Students catch giving spirit



    Although many “Scrooges” still exist in the world, many BYU students are full of the “giving spirit” of Christmas.

    Many BYU students make Christmas time a season of serving others and giving of themselves. By working at a local food bank, gathering gifts for a needy family or just singing Christmas carols to others, students look forward to the holiday season as an opportunity to serve.

    Joseph Farnsworth, 23, a junior from Orem majoring in psychology, said when he serves others he remembers what Christmas is all about.

    “I feel like I’m doing something Christ would do and it helps me to feel less selfish and remember the true meaning of Christmas,” Farnsworth said.

    One of the most popular ways to serve others during Christmas is to do a “sub-for-Santa” activity. Many students are quick to remember past years when they helped collect and deliver Christmas presents to those in need.

    Heather Hiatt, 21, a senior form Eureka, Calif. majoring in humanities, still remembers a Christmas when she was only nine years old.

    “We got a bunch of toys and dropped them off for a needy family in our ward that had a lot of kids. I felt good,” Hiatt said.

    Matt Walker, 19, a freshman from Boise, Idaho with an undeclared major, said people in need receive the “sub-for-Santa” help with gratitude.

    “I thought that they’d be embarrassed because it was awkward for them to take the stuff, but it turned out … they were gracious about it,” Walker said.

    Another popular form of Christmas service among BYU students is “the twelve days of Christmas.” In this activity, a treat or gift is left at someone’s doorstep each of the twelve days preceding Christmas. Amanda Toskovich, 20, a junior from Randolph, N.J. majoring in recreational management said it was fun secretly brightening others during the holidays.
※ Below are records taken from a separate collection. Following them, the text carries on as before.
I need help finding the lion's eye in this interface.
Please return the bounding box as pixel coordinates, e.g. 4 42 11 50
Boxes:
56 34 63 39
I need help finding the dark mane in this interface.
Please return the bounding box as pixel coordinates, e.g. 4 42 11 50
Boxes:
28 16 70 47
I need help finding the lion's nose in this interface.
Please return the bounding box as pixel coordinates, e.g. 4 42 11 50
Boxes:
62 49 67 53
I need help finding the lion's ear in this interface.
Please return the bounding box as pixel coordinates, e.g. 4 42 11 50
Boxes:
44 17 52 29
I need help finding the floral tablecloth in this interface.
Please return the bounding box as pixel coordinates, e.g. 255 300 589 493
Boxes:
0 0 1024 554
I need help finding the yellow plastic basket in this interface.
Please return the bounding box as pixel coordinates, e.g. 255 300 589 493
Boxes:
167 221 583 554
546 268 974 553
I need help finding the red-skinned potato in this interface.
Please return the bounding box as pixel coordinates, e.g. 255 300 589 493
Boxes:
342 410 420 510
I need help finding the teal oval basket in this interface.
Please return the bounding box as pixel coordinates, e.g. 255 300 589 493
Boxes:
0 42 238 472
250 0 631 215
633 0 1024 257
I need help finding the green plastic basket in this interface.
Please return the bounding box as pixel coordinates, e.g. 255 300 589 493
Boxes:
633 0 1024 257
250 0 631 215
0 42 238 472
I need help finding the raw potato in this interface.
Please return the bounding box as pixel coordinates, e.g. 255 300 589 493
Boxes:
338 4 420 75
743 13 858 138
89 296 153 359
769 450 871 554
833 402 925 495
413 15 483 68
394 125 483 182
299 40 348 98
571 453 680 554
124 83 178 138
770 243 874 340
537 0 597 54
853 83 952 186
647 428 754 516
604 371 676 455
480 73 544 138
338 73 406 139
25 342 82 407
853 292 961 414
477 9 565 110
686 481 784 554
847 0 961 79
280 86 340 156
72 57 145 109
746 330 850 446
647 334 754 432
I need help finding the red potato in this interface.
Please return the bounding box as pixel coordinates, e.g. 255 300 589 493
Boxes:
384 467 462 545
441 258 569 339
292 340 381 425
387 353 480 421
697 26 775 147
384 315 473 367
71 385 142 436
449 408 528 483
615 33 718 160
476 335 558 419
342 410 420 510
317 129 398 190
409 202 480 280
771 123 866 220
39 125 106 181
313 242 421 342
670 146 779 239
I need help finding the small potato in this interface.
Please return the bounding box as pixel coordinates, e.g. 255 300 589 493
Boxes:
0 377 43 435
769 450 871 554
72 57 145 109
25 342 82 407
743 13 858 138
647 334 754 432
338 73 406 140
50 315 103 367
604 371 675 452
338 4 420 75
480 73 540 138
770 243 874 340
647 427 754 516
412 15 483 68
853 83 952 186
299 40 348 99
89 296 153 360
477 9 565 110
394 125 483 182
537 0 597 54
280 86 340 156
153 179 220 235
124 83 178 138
    “You get to be a part of it, but you’re not taking all the credit,” Toskovich said. Carolyn Naegle, 19, a sophomore from Pleasanton, Calif. majoring in nutritional science, said her family gives sack lunches to the homeless


    “It’s neat to see their faces because they’re so surprised that people are thinking of them during the holidays,” Naegle said.

    Many opportunities to serve can come within the family unit. Kent Curtis, 26, a senior from Springville majoring in political science, said one Christmas he bought a really nice present for his little sister.

    “I wanted my little sister to have a talent, so I went out and bought a nice guitar. I labeled it ‘from Santa,’ my parents didn’t even know who it was from” Curtis said.

    Students who serve during the holidays all agree the spirit of service is the solution to avoid being a scrooge.